A recent article on CIO Magazine titled "How to Make IT Allocations Work" reminded me of a model I proposed for the university for which I worked. At the university, a state public school, data storage space was in constant demand. As we had built up the technology infrastructure we implemented a fast, highly accessible SAN. Originally we set it up without quotas (because, at the time, Windows only allocated quotas by user name, not partition). We found that the space was being eaten up quickly by departments and users putting their personal data on the space (lots of photos and MP3 files). A few months after installed we added quota management software and notified users of the quotas and that worked well. We did anticipate and receive requests for larger space, in the neighborhood of TB increments. As it turned out, most of these needs were not for the frequently accessed, mission critical data but more for research data--large images and data sets that needed to be network accessible but not necessarily by several people simultaneously or backed up with the same frequency. To do this on our tier 1 storage systems would have been cost-prohibitive and previously departments were often operating their own home-grown Linux servers that weren't being patched or maintained with any regularity.

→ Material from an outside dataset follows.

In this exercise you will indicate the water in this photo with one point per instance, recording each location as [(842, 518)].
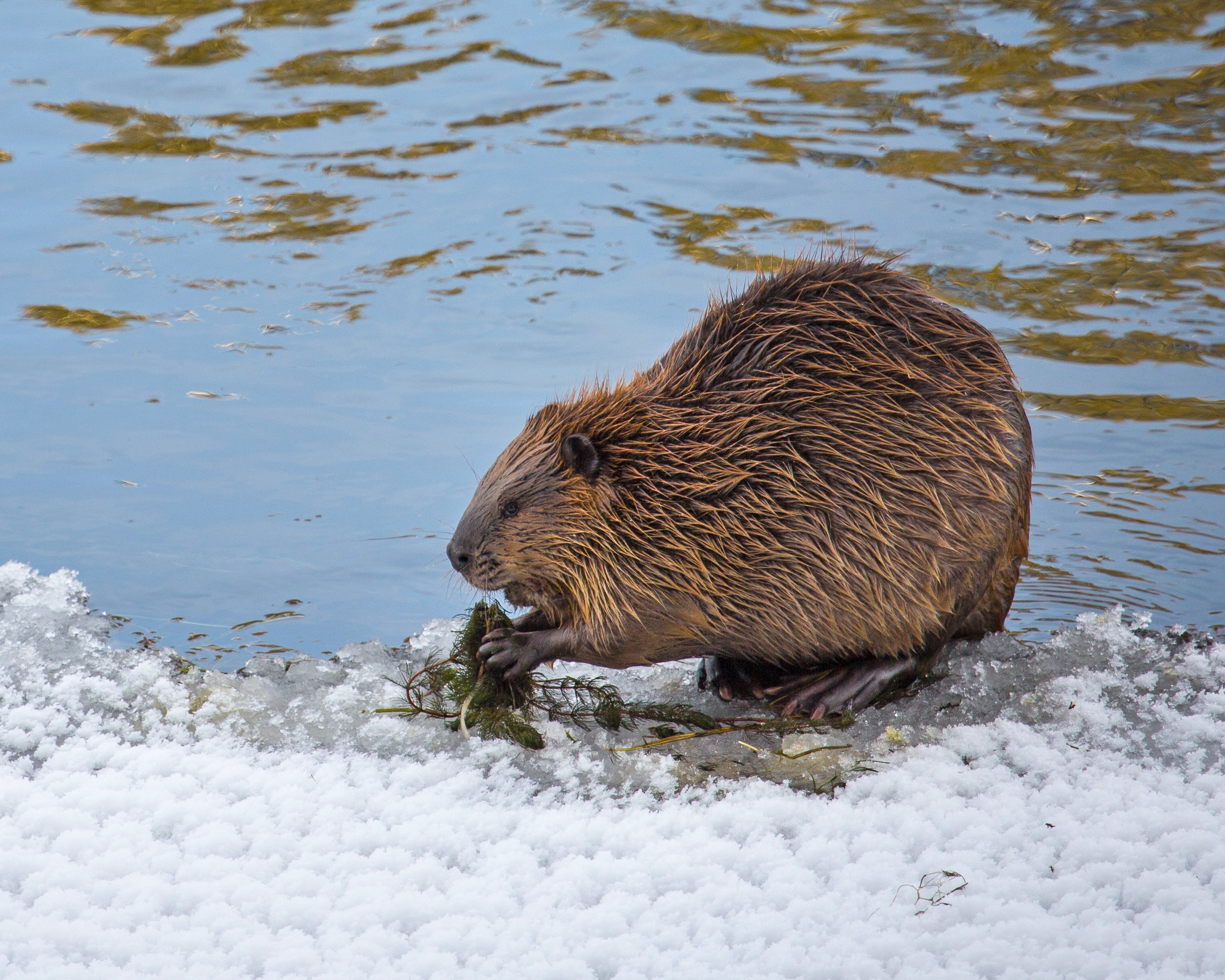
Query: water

It was at a vendor presentation that I came up with a viable solution. I was at Apple's headquarters in Cupertino and the presentations included one on server hardware. While they were presenting a combined Apple Server with their disk storage array, it gave me the idea to use their storage array (14 drives in 2U) and use the fiber connect to go to a Windows NAS-head. It was the least expensive enterprise-worthy but Windows native solution.
With that said, I proposed a lease model for allocating space to the departments who wanted it. Under the proposal we would buy the equipment from the IT budget and then carve out TB slices for the departments who wanted space and charge them a monthly rate based on a 3 or 4 year cost of the equipment and related expenditures. It really worked out to be quite elegant but unfortunately other state auditing guidelines said that if we had the equipment we shouldn't charge for the use of it. The point that the state guidelines fail to realize is that we could expand and provide service. There were some workarounds so were finally able to implement but not with the elegance of a monthly fee for the service but that would have been my preference nonetheless.